A is necessary for B iff (“if and only if”) B can’t occur without A. Whenever you have B, you have A. Anything B is A.
A is sufficient for B iff A guarantees B. Whenever you have A, you have B. Anything A is B.
Being female Being pregnant A is necessary for B.
Getting an A Passing the class A is sufficient for B.
Gas in car Car runs A is necessary for B.
Decapitation Death A is sufficient for B.
To build a “formal” or “essential” definition of X (the kind Socrates and Plato are looking for), you need to specify what properties all and only X’s have. Then you’ll know the Form of X, or X-ness itself. To do this, you simply need each property to be necessary, and the properties together to be sufficient. For example, here is how we get a formal definition of “square”:
Being equilateral Being a square A is necessary for B.

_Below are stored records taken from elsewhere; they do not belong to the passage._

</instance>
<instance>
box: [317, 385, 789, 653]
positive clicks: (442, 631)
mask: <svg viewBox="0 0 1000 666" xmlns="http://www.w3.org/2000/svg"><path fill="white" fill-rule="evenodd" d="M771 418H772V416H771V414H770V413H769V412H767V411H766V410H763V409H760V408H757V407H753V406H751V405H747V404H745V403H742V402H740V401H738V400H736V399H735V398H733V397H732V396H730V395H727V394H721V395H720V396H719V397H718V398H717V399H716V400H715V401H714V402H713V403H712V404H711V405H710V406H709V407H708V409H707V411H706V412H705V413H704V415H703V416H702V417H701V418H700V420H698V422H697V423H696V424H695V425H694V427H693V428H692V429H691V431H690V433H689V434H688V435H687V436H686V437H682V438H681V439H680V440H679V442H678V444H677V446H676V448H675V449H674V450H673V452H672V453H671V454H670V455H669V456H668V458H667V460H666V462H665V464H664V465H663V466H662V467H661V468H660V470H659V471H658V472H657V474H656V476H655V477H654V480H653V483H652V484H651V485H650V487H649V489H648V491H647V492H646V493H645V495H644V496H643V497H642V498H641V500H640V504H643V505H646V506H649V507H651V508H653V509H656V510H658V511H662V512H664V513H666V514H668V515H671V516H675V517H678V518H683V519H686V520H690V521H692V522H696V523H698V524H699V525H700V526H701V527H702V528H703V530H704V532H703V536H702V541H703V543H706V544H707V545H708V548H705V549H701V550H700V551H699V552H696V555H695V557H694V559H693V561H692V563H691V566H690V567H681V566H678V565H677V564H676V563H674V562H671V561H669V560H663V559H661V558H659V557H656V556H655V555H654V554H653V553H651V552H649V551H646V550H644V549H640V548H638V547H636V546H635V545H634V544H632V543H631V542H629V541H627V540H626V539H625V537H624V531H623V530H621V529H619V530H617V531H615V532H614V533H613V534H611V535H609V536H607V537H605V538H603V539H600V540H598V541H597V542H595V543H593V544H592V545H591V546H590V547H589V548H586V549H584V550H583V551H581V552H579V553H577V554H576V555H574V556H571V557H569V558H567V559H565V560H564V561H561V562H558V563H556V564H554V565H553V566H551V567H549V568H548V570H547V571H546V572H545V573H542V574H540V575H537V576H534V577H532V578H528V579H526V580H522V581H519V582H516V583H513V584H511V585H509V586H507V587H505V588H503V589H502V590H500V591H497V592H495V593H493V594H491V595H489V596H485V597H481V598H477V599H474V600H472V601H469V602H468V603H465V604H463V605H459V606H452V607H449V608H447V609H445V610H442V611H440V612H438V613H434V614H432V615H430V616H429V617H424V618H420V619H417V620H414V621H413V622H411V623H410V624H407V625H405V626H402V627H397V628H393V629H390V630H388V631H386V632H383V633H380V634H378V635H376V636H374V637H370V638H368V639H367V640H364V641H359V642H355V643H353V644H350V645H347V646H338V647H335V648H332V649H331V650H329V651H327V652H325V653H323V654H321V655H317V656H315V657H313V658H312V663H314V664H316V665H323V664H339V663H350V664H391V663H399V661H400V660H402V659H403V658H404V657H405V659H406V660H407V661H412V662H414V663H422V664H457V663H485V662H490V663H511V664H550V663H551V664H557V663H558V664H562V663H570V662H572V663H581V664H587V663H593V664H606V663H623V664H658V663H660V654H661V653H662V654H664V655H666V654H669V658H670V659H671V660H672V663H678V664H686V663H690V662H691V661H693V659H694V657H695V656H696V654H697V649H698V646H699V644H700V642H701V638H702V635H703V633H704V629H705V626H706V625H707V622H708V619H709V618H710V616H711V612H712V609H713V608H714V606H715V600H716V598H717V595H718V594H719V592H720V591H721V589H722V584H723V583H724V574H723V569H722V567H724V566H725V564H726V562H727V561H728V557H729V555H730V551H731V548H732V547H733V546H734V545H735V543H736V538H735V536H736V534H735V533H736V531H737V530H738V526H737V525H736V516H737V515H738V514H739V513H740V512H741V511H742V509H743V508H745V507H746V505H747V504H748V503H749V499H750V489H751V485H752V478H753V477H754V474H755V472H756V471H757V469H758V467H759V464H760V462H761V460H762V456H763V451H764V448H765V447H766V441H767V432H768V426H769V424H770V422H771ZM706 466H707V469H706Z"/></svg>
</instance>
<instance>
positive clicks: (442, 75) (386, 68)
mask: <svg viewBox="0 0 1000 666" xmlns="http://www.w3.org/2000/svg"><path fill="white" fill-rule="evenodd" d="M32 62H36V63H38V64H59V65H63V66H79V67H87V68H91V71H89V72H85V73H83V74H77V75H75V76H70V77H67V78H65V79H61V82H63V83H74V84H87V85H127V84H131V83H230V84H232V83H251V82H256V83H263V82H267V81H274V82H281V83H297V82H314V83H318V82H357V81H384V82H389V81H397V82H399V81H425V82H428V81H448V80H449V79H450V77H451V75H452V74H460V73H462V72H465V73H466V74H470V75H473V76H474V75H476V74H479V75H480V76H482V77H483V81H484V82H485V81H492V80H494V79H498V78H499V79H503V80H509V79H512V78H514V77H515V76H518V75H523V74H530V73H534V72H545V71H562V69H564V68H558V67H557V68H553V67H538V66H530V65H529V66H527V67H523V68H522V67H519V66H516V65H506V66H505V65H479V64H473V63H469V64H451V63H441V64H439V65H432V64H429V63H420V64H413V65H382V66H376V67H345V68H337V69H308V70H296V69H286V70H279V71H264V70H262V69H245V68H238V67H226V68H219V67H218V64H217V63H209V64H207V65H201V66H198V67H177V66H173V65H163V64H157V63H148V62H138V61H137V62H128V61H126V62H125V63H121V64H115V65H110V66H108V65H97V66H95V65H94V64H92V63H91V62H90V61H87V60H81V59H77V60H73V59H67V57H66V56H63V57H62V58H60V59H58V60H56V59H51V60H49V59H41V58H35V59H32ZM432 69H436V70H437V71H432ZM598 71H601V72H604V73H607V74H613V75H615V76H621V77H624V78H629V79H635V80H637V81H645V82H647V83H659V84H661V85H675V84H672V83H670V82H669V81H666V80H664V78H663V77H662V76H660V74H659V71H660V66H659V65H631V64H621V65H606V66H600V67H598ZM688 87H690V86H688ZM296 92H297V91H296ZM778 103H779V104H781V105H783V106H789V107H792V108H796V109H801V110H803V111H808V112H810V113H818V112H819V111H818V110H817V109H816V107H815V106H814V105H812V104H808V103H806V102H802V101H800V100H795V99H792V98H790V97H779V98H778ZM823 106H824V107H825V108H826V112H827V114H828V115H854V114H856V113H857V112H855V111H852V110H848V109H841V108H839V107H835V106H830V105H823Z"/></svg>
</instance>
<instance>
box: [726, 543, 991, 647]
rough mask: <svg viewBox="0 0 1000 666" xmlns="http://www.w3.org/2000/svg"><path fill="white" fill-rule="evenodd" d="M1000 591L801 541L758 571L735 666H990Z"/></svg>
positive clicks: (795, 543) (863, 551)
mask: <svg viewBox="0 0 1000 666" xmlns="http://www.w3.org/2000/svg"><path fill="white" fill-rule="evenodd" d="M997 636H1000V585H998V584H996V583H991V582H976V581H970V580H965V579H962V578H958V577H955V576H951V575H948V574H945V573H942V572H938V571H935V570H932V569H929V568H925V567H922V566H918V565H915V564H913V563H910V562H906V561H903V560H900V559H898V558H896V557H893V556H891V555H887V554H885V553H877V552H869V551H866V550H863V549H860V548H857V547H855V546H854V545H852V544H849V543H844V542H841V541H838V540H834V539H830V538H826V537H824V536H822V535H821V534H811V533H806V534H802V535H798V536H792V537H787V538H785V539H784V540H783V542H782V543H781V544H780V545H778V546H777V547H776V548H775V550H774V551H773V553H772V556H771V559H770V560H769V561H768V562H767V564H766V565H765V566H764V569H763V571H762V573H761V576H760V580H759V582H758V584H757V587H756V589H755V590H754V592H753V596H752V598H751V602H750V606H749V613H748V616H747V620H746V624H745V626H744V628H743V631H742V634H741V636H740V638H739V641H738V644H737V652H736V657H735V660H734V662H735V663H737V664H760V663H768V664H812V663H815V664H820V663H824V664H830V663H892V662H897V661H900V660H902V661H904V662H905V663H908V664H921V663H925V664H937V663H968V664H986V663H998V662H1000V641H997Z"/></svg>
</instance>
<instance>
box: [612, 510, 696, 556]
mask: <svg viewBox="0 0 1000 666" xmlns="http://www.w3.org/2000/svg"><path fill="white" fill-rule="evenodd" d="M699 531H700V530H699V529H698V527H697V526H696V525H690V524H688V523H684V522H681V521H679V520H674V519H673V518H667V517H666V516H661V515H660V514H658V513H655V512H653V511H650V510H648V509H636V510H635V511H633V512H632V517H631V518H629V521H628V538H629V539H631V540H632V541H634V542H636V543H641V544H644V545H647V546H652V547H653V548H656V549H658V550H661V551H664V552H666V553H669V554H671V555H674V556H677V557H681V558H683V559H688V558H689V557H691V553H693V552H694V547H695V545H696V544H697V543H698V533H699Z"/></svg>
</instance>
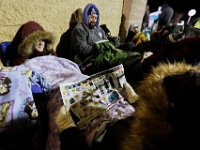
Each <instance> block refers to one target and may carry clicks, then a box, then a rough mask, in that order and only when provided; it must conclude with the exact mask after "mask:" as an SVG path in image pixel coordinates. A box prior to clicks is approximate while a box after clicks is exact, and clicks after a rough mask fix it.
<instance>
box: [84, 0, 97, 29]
mask: <svg viewBox="0 0 200 150" xmlns="http://www.w3.org/2000/svg"><path fill="white" fill-rule="evenodd" d="M91 14H95V15H97V16H98V17H97V22H96V26H98V25H99V19H100V18H99V16H100V13H99V9H98V8H97V6H96V5H95V4H92V3H90V4H88V5H87V6H86V7H85V9H84V12H83V23H84V24H85V25H86V26H87V27H88V26H89V25H88V16H89V15H91Z"/></svg>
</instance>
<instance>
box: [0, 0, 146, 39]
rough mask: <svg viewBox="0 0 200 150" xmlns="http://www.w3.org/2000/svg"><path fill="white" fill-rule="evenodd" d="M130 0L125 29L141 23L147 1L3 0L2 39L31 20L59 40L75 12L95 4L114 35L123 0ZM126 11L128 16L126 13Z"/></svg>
mask: <svg viewBox="0 0 200 150" xmlns="http://www.w3.org/2000/svg"><path fill="white" fill-rule="evenodd" d="M128 1H131V8H130V11H129V13H130V14H131V15H130V14H128V13H127V14H128V15H129V16H128V20H127V21H126V26H125V30H127V26H128V24H130V23H131V22H133V21H134V22H136V23H140V22H141V15H142V14H143V13H144V12H142V13H141V12H140V11H144V9H145V6H144V3H146V1H147V0H0V42H2V41H10V40H12V38H13V36H14V35H15V33H16V32H17V30H18V28H19V27H20V26H21V25H22V24H23V23H25V22H27V21H29V20H34V21H37V22H38V23H40V24H41V25H42V26H43V27H44V28H45V29H46V30H48V31H52V32H54V33H55V35H56V36H57V39H59V37H60V35H61V34H62V33H63V32H65V31H66V30H67V29H68V24H69V20H70V17H71V14H72V12H74V11H75V10H76V9H77V8H82V9H84V7H85V6H86V4H88V3H95V4H96V5H97V6H98V8H99V10H100V14H101V16H100V17H101V18H100V24H103V23H105V24H107V26H108V27H109V28H110V30H111V32H112V34H113V35H118V34H119V31H120V23H121V17H122V13H123V5H124V3H126V2H128ZM127 14H126V15H127Z"/></svg>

Being a rectangle Being a square A is necessary for B.
Being an equilateral rectangle Being a square A is both necessary and
sufficient for B.
All squares are equilateral, all squares are rectangular, and only squares are equilateral and rectangular.
Plato’s basic idea is that everything in the world fits into some class, and the classes can be precisely defined. In other words, Plato presupposes that all concepts are what Wittgenstein calls closed: i.e., Plato believes it is possible to specify the necessary and sufficient conditions for membership in the class of things denoted by any concept. This basic idea of Plato’s had a profound effect on Western thought; it led people to think we could, just by thinking, say exactly what goodness or beauty or philosophy or persons are. Until quite recently, the idea defined philosophy’s task: figure out those conditions. Ludwig Wittgenstein revolutionized Western philosophy by arguing that this underlying idea is wrong. He points out that most concepts are open: i.e., that we define concepts in terms of paradigms, and argue that a particular thing either is or is not a member of the class in question on the basis of resemblance or lack of resemblance of the thing in question to the paradigm.
Sample essay questions
1. Explain the difference between a necessary and a sufficient condition.
2. Explain the difference between an open and a closed concept.
3. Why do philosophers not worry very much about formulating a strict definition of “philosophy”?